The existence of alternative dictionary definitions for
"required" indicates that the statute is open to interpretation.
The ICC's interpretation gives effect to 562(d)'s presumption of
need. In contrast, the Court of Appeals' view that "required"
establishes a separate condition that Amtrak's condemnation
authority is limited to property that is indispensable to its
operations is in clear tension with the presumption. In
addition, 562(d)'s amendment confirms the ICC's definition, while
the Court of Appeals' strict rule would make the amendment
superfluous by barring condemnation whenever Amtrak's
purpose is to reconvey property.
(b) The ICC was not required to make specific findings regarding
Amtrak's actual need for the condemnation because its oversight
responsibility is limited to ensuring that condemned property
will be used in Amtrak's rail operations. The statute's
structure and its presumption of need create a strong inference
that it authorizes Amtrak to make a reasonable business judgment
that condemnation is advisable, unless the statutory presumption
is rebutted.
(c) B&M's several arguments against the ICC's interpretation are
rejected. The eminent domain power has been given to the ICC,
not a private entity thus is not limited as suggested by cases
such as United States v. Carmack, 329 U.S. 230, 243, n.13.
Furthermore, this case turns on the need for deference to the
agency, not to Amtrak. The ICC's interpretation of 562(d) also
did not violate the "public use" requirement of the Fifth
Amendment's Takings Clause, since the agency's determination that
the condemnation will serve a public purpose by facilitating
Amtrak's rail service was not irrational. See, e. g., Hawaii
Housing Authority v. Midkiff, 467 U.S. 229, 240-241. Moreover,
the agency did not err in concluding that the statutory
prerequisite that the parties were "unable to agree upon terms
for the sale" mandated nothing more than a factual determination
that they would be unable to reach agreement through further
negotiations. Nor did it make inadequate factual findings in
concluding that B&M had not rebutted the presumption of need.

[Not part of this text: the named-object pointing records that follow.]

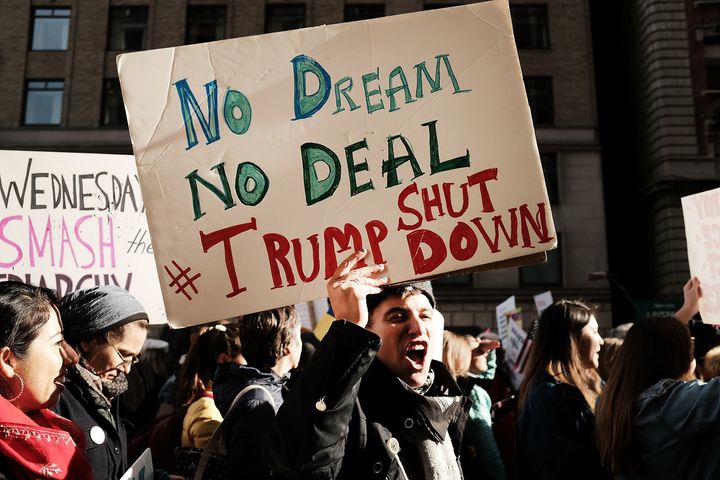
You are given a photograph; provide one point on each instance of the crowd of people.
(376, 397)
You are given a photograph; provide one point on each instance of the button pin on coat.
(393, 445)
(97, 435)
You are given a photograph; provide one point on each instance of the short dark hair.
(265, 335)
(24, 310)
(401, 290)
(202, 360)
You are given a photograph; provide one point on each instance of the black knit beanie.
(87, 313)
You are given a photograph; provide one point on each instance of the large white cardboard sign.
(266, 160)
(702, 231)
(75, 220)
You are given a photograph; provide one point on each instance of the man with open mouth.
(372, 403)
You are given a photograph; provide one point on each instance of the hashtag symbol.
(182, 280)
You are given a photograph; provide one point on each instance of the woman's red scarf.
(41, 444)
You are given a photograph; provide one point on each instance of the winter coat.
(480, 451)
(349, 417)
(105, 434)
(249, 419)
(676, 426)
(556, 432)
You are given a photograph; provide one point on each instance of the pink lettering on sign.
(86, 242)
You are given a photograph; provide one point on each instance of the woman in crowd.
(201, 417)
(107, 328)
(654, 419)
(466, 358)
(248, 396)
(557, 397)
(34, 359)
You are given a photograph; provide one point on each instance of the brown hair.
(556, 351)
(266, 334)
(638, 367)
(711, 364)
(201, 362)
(608, 355)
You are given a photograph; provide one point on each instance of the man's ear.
(85, 346)
(7, 362)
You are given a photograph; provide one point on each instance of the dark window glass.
(434, 6)
(552, 183)
(540, 96)
(113, 110)
(128, 28)
(205, 23)
(531, 26)
(43, 102)
(279, 18)
(712, 73)
(50, 28)
(364, 11)
(544, 274)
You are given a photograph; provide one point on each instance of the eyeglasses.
(125, 361)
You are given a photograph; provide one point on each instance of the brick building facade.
(60, 93)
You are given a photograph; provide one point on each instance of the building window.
(531, 26)
(540, 96)
(364, 11)
(435, 6)
(552, 184)
(205, 23)
(279, 18)
(50, 28)
(113, 110)
(128, 28)
(544, 274)
(43, 102)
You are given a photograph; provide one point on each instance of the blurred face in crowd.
(478, 363)
(405, 327)
(296, 347)
(118, 354)
(590, 343)
(44, 367)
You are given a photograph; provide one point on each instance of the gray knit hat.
(93, 311)
(400, 289)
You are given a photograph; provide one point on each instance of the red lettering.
(448, 199)
(412, 188)
(297, 253)
(494, 245)
(208, 240)
(277, 248)
(376, 232)
(463, 234)
(536, 222)
(481, 178)
(432, 202)
(438, 251)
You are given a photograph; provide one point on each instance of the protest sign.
(142, 469)
(542, 301)
(515, 335)
(501, 311)
(702, 231)
(266, 160)
(71, 221)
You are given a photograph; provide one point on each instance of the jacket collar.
(387, 399)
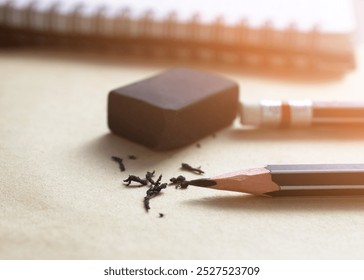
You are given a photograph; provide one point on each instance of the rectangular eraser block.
(173, 109)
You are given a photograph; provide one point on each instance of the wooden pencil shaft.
(317, 175)
(318, 192)
(292, 180)
(338, 110)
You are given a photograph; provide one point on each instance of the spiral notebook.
(302, 34)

The ICC was not unreasonable in considering the effect of
trackage rights and the just compensation award in assessing
whether the conveyance would significantly impair B&M's ability
to carry out its obligations, or in interpreting the
availability-of-alternative-property provision as referring only
to whether Amtrak could provide service using an alternative
route, not whether a lesser interest in property would suffice to
meet Amtrak's needs.
2. The parties' challenges to the ICC's just compensation finding
as well as certain other issues should be resolved on remand.
286 U.S. App. D.C. 1, 911 F.2d 743, reversed and remanded.
Kennedy, J., delivered the opinion of the Court, in which
Rehnquist, C. J., and Stevens, O'Connor, Scalia, and Souter, JJ.,
joined. White, J., filed a dissenting opinion, in which Blackmun
and Thomas, JJ., joined.
-------------------------------
Nos. 90-1419 and 90-1769
--------
NATIONAL RAILROAD PASSENGER CORPORATION,
et al., PETITIONERS 90-1419 v.
BOSTON AND MAINE CORPORATION et al.
INTERSTATE COMMERCE COMISSION AND
UNITED STATES, PETITIONERS 90-1769 v.
BOSTON AND MAINE CORPORATION et al.
on writs of certiorari to the united states court of
appeals for the district of columbia circuit
[March 25, 1992]
Justice Kennedy delivered the opinion of the Court.
The Interstate Commerce Commission (ICC) issued an order, upon
the request of petitioner National Railroad Passenger
Corporation, requiring conveyance of 48.8 miles of railroad track
from respondent Boston and Maine Corporation (B&M) to the
Corporation. In these consolidated cases we must decide whether
the ICC's decision was based on a reasonable interpretation and
application of 402(d) of the Rail Passenger Service Act, 45 U. S.
C. 562(d), the statute the Corporation invoked in the proceeding.
We hold the ICC's decision is authorized by the statute, and so
reverse the judgment of the Court of Appeals for the District of
Columbia Circuit, which set aside the agency's action.
I
The National Railroad Passenger Corporation, or Amtrak, is a
private, for-profit corporation created by Congress in the Rail
Passenger Service Act of 1970 (RPSA), Pub. L. 91-518, 84 Stat.